La polizia penitenziaria di Messina si è trovata di fronte a una richiesta alquanto fuori dal comune. Nella notte tra venerdì e sabato, un uomo di 38 anni si è presentato per ben due volte alle porte della casa circondariale di Gazzi per chiedere il permesso di poter ritornare in carcere. Una storia che può sembrare bizzarra ma che non lo è, quella raccontata da Repubblica, con un uomo libero, senza alcuna pena da scontare, a voler tornare lì, in quella che per anni è stata la sua casa.

Messina, uomo libero chiede di poter tornare in carcere
Il 38enne si è presentato venerdì sera, intorno alle 23.30, ai cancelli della casa circondariale di Gazzi, a Messina. La richiesta è stata di essere arrestato, ma non si trattava in realtà di una persona che voleva costituirsi. L’agente di guardia, spiega Repubblica, ha capito cosa intendesse l’uomo e gli ha risposto, sorpreso, che non poteva acconsentire alla sua volontà. E ciò che ha ulteriormente spiazzato la guardia è stata la contro-risposta del 38enne, che ha spiegato come fuori, da uomo libero, non poteva permettersi né da mangiare né un luogo in cui vivere. Non avendo un punto di riferimento stabile, tentava solo di tornare dove era stato trattato bene: in carcere. Qualche ora dopo è tornato chiedendo anche di parlare con Angela Sciavicco, direttrice del carcere.

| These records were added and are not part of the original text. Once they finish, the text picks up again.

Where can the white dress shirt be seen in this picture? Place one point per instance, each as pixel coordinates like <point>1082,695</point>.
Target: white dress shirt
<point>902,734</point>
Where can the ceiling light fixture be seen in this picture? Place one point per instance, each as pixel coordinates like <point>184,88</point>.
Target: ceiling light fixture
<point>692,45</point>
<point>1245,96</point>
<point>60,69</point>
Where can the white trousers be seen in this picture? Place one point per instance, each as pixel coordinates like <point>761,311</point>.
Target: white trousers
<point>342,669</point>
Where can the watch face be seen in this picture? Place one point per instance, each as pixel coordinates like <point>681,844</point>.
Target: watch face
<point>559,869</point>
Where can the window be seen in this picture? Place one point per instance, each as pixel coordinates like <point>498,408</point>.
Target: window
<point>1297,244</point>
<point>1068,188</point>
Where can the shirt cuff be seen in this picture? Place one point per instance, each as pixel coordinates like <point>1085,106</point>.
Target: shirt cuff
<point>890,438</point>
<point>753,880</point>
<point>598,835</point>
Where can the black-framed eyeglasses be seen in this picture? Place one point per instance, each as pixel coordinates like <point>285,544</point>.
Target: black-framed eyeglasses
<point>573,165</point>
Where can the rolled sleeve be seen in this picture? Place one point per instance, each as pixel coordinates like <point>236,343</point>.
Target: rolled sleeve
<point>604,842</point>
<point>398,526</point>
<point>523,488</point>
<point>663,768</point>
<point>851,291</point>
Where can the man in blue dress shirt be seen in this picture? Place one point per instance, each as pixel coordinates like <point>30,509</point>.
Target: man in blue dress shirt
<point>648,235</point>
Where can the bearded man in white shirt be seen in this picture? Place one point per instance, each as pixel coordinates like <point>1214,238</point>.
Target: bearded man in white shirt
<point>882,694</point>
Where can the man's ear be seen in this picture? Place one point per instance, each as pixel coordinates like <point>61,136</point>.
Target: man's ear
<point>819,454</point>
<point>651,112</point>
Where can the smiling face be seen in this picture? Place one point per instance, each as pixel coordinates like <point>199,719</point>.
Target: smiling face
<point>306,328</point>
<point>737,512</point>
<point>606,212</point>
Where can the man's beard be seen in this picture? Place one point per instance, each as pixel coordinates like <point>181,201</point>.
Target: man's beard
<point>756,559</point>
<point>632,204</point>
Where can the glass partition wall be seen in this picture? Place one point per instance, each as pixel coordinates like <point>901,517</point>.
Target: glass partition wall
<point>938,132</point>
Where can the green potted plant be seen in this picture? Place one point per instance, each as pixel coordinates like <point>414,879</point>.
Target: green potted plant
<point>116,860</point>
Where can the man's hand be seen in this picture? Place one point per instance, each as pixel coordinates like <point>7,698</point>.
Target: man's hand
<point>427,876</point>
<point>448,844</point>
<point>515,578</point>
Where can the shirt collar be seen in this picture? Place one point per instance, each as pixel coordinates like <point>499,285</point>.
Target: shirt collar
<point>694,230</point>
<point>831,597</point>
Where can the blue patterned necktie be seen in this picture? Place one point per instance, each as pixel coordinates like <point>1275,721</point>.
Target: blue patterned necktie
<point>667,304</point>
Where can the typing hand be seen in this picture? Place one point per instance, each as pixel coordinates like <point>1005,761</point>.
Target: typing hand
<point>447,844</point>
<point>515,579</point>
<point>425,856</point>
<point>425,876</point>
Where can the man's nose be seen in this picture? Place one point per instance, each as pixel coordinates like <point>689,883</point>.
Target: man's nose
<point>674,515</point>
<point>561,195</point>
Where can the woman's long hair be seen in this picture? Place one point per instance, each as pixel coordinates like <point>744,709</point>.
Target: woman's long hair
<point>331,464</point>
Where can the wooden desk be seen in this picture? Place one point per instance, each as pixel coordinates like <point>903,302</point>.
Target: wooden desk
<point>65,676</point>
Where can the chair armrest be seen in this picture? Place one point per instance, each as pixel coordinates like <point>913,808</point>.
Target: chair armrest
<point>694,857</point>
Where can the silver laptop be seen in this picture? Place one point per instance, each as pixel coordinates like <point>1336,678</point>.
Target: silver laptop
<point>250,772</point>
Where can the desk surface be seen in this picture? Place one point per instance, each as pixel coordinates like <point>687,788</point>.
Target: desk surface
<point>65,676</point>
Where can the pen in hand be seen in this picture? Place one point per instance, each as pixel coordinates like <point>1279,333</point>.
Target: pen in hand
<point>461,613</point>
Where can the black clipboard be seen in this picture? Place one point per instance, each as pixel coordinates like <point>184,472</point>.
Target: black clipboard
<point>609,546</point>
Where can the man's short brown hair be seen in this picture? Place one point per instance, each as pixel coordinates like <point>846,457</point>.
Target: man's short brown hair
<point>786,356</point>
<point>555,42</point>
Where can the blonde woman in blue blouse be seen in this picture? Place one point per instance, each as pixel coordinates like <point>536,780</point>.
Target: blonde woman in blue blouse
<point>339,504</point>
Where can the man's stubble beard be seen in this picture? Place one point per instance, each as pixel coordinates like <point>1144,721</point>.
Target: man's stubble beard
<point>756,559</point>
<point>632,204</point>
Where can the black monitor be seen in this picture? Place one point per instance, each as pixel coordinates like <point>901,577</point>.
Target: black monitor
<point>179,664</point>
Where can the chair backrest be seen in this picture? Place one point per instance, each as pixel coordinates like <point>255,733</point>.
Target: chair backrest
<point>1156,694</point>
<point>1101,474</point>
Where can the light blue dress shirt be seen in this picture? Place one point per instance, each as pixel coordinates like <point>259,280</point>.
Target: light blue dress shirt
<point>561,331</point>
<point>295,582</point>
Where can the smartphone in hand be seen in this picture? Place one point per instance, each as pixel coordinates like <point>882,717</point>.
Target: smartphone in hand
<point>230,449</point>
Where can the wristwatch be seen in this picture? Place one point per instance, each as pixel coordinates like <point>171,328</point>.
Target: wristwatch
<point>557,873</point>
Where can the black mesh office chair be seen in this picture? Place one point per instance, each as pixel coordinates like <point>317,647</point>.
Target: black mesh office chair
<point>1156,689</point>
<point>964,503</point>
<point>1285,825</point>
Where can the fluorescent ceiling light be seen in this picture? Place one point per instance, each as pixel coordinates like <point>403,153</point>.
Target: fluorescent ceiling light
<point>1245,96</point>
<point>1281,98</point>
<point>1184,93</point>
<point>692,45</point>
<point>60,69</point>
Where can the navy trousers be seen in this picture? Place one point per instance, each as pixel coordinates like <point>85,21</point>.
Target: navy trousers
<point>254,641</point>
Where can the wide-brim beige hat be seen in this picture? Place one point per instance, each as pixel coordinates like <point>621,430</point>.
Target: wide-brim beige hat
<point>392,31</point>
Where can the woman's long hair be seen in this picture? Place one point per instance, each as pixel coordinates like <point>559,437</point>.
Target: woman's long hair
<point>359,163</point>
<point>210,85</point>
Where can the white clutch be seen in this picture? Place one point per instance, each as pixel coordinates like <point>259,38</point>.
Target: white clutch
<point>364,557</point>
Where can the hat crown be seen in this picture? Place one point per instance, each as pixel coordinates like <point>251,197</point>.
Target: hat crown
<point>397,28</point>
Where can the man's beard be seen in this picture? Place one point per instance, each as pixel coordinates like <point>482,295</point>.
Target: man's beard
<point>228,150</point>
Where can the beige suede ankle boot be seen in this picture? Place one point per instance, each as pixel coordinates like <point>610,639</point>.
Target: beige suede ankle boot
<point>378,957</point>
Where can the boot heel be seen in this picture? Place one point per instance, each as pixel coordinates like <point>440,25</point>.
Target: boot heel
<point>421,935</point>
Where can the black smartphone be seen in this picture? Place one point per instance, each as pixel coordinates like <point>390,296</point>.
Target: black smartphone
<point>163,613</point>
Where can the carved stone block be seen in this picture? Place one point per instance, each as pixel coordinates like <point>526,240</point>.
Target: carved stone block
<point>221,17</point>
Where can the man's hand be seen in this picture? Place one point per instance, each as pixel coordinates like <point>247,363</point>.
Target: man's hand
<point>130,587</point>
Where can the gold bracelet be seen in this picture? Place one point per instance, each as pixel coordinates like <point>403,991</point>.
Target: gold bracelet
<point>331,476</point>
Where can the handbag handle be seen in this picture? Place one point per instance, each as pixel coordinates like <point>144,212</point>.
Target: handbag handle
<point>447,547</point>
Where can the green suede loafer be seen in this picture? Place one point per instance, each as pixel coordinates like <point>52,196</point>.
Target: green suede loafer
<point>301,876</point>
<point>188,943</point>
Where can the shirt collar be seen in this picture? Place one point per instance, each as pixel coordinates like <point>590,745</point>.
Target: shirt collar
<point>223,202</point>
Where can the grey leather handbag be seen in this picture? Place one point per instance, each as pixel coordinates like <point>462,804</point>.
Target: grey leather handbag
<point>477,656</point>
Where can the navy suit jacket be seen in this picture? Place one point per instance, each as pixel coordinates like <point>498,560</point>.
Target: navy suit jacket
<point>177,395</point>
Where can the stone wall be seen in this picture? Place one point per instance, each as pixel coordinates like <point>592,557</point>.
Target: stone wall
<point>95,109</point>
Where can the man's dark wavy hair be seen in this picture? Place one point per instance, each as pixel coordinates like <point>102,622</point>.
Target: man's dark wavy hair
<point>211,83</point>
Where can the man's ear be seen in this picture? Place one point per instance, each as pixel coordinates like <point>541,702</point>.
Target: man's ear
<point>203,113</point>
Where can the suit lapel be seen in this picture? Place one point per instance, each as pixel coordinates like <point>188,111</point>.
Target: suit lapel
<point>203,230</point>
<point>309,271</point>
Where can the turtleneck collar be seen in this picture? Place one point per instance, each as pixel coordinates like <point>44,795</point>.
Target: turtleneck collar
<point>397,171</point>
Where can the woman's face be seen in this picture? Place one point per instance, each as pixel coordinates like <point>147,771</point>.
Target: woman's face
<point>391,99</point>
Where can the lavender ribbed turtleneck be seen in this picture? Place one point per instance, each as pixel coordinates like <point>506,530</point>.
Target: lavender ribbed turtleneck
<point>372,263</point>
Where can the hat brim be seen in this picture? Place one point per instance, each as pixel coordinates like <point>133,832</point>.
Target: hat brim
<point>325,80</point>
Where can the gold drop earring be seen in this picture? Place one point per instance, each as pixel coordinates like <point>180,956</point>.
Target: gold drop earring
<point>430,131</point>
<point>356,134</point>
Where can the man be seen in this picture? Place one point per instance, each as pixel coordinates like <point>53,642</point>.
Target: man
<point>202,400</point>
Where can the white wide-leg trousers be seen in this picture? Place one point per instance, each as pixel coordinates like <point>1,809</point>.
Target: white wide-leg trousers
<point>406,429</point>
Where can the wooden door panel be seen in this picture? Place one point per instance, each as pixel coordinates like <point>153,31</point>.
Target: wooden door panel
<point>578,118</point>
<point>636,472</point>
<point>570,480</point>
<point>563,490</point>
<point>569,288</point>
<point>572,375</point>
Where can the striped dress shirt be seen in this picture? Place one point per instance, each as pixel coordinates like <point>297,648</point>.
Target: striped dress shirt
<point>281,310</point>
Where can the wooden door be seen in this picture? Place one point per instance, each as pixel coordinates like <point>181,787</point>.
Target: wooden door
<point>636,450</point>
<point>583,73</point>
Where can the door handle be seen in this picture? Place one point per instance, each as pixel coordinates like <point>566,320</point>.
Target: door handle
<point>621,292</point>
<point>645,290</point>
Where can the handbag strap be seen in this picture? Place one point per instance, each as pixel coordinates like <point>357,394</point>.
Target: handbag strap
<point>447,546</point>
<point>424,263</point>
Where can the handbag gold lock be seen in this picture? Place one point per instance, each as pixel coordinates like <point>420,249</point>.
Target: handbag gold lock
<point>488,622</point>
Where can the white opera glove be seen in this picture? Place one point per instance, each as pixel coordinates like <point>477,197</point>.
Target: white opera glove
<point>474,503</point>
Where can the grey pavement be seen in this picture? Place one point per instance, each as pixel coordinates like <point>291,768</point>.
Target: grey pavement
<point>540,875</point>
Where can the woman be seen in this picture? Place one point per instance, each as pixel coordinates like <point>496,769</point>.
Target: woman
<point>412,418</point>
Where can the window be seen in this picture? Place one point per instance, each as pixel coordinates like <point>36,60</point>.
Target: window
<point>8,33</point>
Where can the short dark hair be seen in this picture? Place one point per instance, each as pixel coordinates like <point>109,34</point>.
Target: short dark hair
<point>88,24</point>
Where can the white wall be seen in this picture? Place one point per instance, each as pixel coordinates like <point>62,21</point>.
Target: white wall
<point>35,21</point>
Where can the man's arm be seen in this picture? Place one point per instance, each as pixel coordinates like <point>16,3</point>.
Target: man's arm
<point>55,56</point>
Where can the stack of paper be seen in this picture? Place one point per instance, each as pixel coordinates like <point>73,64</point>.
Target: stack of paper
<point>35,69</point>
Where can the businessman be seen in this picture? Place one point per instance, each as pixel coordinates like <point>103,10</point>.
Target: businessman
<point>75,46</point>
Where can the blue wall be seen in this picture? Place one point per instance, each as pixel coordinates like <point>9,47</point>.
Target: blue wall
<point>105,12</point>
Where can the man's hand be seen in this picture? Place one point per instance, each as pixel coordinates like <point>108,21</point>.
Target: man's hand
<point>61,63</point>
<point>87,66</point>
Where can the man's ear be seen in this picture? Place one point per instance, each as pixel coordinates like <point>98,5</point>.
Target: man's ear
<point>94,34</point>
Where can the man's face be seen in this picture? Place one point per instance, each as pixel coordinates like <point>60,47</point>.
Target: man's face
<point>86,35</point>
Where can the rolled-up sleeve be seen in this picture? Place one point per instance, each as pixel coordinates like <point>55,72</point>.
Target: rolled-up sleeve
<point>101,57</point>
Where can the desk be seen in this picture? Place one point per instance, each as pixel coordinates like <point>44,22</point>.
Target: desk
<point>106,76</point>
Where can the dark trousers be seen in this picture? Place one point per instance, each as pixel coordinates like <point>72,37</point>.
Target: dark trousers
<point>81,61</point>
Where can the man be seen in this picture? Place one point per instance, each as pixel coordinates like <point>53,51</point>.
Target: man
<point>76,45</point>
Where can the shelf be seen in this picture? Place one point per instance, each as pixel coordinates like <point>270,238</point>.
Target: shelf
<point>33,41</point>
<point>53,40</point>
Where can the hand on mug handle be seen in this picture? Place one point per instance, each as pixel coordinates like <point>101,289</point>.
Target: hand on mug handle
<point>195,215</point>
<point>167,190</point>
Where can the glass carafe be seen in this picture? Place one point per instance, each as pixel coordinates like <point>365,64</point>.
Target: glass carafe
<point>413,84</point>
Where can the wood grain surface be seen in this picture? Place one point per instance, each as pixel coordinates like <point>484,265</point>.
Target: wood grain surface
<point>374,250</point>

Da Gazzi ammettono: «Episodi frequenti»
La vicenda, grave, si è conclusa con il no all’uomo. Dalla casa circondariale, però, dichiarano a Repubblica che non si tratta della prima volta: «Purtroppo frequentemente, abbiamo assistito a questi episodi. Con tantissime persone, che, una volta libere, preferirebbero privarsi della libertà conquistata per tornare in carcere. Per paura del mondo esterno, ma soprattutto per mancanza di punti di riferimento, e più in generale per paura della vita. Una vicenda tristissima, una sconfitta della società». Lancia l’allarme anche l’associazione Antigone, che si occupa di tutela dei diritti e garanzie nel sistema penale: «Una terribile storia di miseria sociale di una persona che trova conforto in un universo privativo della libertà. Perché proprio lì, in carcere, vengono soddisfatti bisogni primari, quali il diritto all’alimentazione, che fuori, purtroppo, non sempre vengono soddisfatti».